Monday, August 12, 2013
"The Men Next Door": rather contrived comedy about gay father and son
“The Men Next Door” is a gay situation comedy that comes across to me as “opera bouffe” without (much) music.
Doug (Eric Dean) experiences his fortieth birthday. His smoothness keeps him from resembling Steve Carell (“The Forty Year Old Virgin”) too much. But he befriends a neighbor Colton (Benjamin Lutz), although maybe not efficiently, when he tells Colton that Colton should wax (there’s a little bit of chest scraggle, hardly visible without BluRay.) Soon, Doug meets Colton’s dad Jacob (Michael Nicklin), who is 50, and now, it turns out, is gay himself.

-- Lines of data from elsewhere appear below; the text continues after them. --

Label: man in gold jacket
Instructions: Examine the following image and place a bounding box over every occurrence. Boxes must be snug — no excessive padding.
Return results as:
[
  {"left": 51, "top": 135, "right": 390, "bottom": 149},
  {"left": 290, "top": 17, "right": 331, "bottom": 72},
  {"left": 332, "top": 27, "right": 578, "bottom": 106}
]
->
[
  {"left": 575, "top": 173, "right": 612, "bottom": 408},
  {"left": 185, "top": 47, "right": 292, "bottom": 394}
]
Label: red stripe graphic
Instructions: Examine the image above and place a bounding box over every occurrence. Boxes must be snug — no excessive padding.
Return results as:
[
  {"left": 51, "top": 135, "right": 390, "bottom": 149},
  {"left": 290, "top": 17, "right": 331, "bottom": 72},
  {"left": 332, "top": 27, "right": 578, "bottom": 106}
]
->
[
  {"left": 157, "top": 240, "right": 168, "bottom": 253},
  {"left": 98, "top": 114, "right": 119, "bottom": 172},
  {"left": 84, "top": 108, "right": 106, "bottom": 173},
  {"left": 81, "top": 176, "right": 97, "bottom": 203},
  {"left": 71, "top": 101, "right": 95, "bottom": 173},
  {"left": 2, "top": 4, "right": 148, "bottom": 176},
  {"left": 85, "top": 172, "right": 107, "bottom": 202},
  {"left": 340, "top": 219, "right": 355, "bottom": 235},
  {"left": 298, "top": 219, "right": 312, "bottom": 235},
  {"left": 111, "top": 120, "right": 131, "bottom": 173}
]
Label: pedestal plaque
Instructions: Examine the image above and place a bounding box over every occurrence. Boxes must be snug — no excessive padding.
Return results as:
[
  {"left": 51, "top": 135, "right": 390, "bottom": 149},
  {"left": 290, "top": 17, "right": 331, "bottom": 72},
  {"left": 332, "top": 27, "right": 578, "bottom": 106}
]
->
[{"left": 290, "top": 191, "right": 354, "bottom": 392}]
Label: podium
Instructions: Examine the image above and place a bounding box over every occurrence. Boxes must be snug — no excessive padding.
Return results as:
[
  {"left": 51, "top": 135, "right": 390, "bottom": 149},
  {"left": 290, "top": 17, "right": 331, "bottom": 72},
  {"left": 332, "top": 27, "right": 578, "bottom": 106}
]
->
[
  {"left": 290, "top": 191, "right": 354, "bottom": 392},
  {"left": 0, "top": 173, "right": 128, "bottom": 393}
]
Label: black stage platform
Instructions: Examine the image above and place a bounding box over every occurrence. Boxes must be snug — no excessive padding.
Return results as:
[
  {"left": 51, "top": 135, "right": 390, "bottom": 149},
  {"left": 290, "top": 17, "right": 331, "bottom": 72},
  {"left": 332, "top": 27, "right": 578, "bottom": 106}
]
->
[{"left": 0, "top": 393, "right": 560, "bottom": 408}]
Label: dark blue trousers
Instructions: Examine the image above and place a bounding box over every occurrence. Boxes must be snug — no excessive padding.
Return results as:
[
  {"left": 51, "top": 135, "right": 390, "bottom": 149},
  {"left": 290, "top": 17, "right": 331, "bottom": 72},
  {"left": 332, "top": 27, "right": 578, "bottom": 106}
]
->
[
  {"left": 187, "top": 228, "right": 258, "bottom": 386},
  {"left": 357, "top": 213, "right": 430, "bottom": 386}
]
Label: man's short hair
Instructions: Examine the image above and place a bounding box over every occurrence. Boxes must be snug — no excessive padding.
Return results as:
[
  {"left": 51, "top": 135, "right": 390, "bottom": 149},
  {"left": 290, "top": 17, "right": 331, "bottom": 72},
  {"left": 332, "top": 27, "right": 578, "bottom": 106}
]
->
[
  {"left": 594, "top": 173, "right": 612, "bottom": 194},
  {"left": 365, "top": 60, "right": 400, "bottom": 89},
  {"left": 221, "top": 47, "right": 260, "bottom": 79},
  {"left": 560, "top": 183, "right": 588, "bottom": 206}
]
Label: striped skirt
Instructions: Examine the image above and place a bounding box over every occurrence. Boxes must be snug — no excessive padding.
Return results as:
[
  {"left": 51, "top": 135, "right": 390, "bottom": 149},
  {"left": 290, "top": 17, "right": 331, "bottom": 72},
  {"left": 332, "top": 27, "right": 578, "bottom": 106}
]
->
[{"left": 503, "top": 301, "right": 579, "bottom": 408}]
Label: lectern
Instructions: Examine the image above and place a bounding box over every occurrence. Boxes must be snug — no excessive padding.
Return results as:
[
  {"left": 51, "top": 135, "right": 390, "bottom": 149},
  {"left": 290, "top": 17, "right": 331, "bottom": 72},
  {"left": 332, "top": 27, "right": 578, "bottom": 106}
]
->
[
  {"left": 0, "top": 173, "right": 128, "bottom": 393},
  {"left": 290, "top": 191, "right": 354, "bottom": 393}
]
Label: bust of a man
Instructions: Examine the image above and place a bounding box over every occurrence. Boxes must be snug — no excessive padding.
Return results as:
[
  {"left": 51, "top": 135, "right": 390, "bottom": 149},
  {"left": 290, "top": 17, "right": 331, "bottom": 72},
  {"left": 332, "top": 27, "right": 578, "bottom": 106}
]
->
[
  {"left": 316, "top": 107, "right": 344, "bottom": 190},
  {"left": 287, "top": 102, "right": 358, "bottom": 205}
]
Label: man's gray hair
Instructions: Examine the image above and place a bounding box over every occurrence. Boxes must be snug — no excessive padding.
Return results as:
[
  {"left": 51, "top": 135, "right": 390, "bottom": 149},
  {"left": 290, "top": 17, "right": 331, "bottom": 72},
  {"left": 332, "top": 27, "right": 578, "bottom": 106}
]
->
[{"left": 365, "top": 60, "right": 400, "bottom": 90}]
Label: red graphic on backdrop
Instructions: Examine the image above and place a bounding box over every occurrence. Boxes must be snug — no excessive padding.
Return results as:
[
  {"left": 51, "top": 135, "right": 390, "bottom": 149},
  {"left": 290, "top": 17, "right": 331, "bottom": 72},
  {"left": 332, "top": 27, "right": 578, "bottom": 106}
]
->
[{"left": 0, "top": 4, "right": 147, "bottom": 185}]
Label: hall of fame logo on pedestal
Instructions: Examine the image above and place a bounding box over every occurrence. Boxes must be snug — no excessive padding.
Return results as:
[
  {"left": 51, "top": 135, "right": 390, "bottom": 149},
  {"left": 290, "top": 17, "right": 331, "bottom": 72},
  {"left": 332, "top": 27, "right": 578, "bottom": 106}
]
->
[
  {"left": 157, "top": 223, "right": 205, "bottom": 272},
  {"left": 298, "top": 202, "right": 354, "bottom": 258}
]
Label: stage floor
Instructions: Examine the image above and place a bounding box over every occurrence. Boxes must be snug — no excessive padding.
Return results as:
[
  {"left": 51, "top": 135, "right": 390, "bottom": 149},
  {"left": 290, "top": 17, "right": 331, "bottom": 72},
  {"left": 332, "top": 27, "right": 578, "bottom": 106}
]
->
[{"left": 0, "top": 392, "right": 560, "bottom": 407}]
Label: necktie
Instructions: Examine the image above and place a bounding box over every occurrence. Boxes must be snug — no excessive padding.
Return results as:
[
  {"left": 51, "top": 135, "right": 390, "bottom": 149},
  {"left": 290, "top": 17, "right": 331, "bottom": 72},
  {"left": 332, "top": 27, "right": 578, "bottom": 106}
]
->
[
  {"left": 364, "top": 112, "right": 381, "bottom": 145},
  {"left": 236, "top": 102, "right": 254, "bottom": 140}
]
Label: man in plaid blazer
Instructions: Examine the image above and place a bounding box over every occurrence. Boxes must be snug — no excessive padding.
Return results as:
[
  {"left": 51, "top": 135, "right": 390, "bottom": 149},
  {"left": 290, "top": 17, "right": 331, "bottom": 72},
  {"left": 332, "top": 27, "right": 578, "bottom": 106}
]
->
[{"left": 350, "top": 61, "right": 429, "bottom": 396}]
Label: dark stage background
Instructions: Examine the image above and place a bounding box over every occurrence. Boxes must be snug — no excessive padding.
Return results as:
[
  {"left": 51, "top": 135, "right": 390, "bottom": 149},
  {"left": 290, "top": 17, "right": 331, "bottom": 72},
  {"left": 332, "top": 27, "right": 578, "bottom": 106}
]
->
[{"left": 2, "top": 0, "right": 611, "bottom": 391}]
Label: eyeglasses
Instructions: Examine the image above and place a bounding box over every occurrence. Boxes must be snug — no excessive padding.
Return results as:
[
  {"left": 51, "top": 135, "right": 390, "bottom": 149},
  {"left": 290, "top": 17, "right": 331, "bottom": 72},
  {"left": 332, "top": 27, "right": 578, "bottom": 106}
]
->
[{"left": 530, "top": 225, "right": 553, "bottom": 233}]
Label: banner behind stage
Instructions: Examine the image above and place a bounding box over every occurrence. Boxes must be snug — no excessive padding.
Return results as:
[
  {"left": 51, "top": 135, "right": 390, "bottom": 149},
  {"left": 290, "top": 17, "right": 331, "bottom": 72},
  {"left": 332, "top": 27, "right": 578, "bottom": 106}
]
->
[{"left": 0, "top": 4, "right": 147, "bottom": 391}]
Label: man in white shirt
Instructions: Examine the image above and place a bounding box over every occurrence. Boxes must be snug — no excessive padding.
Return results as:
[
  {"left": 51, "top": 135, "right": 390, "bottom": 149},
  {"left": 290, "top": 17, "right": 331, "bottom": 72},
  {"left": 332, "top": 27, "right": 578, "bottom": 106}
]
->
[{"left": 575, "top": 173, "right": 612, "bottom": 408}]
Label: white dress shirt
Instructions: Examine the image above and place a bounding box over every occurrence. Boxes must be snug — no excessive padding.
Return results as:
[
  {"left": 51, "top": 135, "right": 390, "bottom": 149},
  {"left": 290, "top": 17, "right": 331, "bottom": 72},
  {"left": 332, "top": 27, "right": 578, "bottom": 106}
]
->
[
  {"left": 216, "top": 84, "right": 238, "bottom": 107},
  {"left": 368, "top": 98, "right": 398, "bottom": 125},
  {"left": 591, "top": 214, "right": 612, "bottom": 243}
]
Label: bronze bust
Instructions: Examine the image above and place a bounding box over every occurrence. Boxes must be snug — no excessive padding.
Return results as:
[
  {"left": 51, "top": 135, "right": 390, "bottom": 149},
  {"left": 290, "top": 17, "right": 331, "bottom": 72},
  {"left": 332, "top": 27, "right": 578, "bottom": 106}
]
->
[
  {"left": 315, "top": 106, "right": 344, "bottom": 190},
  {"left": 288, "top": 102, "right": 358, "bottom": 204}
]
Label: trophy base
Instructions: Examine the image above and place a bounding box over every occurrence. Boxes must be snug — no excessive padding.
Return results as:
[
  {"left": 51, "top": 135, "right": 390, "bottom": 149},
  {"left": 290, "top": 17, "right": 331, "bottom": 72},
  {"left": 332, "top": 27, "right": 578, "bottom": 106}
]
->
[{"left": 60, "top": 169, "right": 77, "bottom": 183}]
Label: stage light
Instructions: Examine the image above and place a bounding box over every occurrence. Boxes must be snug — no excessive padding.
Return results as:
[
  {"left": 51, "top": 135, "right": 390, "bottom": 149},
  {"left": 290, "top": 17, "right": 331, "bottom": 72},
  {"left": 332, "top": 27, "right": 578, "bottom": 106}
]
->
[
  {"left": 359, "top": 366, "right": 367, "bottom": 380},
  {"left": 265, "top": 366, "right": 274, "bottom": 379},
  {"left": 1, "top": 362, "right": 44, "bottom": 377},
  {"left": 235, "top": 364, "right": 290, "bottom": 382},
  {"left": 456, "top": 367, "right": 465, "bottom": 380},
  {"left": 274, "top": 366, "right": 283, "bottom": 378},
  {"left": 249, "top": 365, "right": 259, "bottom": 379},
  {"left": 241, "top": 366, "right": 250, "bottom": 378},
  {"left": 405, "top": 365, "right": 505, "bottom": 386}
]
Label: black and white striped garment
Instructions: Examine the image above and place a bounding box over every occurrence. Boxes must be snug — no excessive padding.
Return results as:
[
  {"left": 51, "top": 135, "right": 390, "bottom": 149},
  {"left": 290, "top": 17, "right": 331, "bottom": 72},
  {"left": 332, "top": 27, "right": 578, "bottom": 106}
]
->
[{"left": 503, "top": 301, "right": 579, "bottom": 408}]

Oh, yes, Colton has a straight brother. In time, Doug has to make a choice, as he can’t date them separately forever. His decision may indeed show the end of lookism.
There is a little room for seriousness in the backstory. Dad has to explain why he got married and had kids to begin with. It often happens.
A variety of other characters pop in to the Doug’ Valley home. (The area rather looks like Woodland Hills, as I remember it.) The 84-minute film, by Rob Williams (no relation to Robin) has a lot of short takes and shifts that don’t exactly work for me.
The official site (Guest House Films and Wolfe) is here.
The film went so far as to be as lighthearted as possible that it seemed to drift away. I watched it o Netflix instant video.
If you take the title and change “Men” back to singular, you get a title that sounds like it would belong to film noir. But not this film.